Last year I worked on a project where I had to port Oracle functions to PostgreSQL functions. The following is one of the code patterns I refactored in order to improve its performance.
I have never worked as a programmer, though, it seems that programming languages do not even have the concept of relational operators and set-based techniques. So engineers are good at developing row-by-row algorithm (former Oacle consultant Tom Kyte called this slow-by-slow algorithm). However, relational databases go against row-by-row processing.

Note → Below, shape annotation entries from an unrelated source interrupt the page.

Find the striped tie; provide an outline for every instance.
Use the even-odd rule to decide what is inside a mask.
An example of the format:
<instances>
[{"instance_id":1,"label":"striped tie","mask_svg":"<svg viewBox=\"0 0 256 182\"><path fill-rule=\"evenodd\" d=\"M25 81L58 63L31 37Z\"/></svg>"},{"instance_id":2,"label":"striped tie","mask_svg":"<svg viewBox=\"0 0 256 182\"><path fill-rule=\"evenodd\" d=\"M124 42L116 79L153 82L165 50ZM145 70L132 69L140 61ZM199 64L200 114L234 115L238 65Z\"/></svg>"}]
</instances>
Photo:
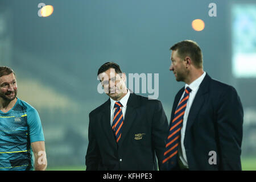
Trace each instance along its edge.
<instances>
[{"instance_id":1,"label":"striped tie","mask_svg":"<svg viewBox=\"0 0 256 182\"><path fill-rule=\"evenodd\" d=\"M113 119L112 130L115 134L117 143L120 139L122 126L123 123L123 113L122 113L122 109L120 108L120 107L122 106L120 102L115 102L114 106L115 108L115 110L114 113L114 118Z\"/></svg>"},{"instance_id":2,"label":"striped tie","mask_svg":"<svg viewBox=\"0 0 256 182\"><path fill-rule=\"evenodd\" d=\"M167 142L166 145L166 150L164 154L163 164L168 164L169 170L172 169L177 164L177 153L179 143L180 140L180 130L182 127L183 116L186 109L187 102L189 97L191 89L188 86L185 90L183 98L179 104L175 113L174 119L170 123L169 135L167 138Z\"/></svg>"}]
</instances>

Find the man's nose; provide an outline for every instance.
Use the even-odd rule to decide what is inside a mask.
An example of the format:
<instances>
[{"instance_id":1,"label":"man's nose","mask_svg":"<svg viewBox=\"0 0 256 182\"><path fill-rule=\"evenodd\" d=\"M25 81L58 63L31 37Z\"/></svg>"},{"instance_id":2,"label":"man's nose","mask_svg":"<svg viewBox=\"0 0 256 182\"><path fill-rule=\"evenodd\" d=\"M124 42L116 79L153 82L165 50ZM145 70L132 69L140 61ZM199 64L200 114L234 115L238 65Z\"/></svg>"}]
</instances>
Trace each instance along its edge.
<instances>
[{"instance_id":1,"label":"man's nose","mask_svg":"<svg viewBox=\"0 0 256 182\"><path fill-rule=\"evenodd\" d=\"M174 71L174 67L172 66L172 64L171 64L171 66L169 68L170 71Z\"/></svg>"},{"instance_id":2,"label":"man's nose","mask_svg":"<svg viewBox=\"0 0 256 182\"><path fill-rule=\"evenodd\" d=\"M14 91L14 86L10 85L8 87L8 91Z\"/></svg>"}]
</instances>

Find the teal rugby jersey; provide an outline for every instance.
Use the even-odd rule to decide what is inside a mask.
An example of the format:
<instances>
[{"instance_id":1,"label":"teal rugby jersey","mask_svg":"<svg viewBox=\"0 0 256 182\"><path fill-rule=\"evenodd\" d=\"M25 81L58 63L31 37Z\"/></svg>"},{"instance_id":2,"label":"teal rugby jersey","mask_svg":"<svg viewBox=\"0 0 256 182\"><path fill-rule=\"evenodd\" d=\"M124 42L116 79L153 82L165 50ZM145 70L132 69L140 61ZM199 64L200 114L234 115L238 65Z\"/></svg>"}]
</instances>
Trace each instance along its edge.
<instances>
[{"instance_id":1,"label":"teal rugby jersey","mask_svg":"<svg viewBox=\"0 0 256 182\"><path fill-rule=\"evenodd\" d=\"M32 170L30 143L44 141L38 111L17 98L14 106L0 110L0 170Z\"/></svg>"}]
</instances>

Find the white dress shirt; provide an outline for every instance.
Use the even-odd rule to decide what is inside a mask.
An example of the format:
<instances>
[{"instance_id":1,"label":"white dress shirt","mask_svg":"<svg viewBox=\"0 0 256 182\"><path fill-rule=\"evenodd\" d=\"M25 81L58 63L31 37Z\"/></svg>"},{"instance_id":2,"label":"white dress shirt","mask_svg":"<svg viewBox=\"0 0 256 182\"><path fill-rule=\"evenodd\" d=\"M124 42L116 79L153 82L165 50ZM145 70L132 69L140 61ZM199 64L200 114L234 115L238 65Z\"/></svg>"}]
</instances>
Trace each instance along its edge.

Manipulation of data as a set is essential for dealing with data in a relational database because row-by-row(slow-by-slow) processing does not exploit system resources efficiently. In order to convert serial programs into multi-process parallel programs we need to use good set-based mechanics.
Set-based techniques not only are faster in terms of performance, using less system resources, and more efficient, but it makes your whole business process more robust, and less frightening and take the risk out of manipulating and managing large data sets. It is a case of just learning the right tools to do the right job.
Below are the original Oracle procedure and the ported PostgreSQL function.
The SQL statement itself in the UDF makes no sense from an application point of view, but it should illustrate the performance difference of row-by-row processing and set-based processing.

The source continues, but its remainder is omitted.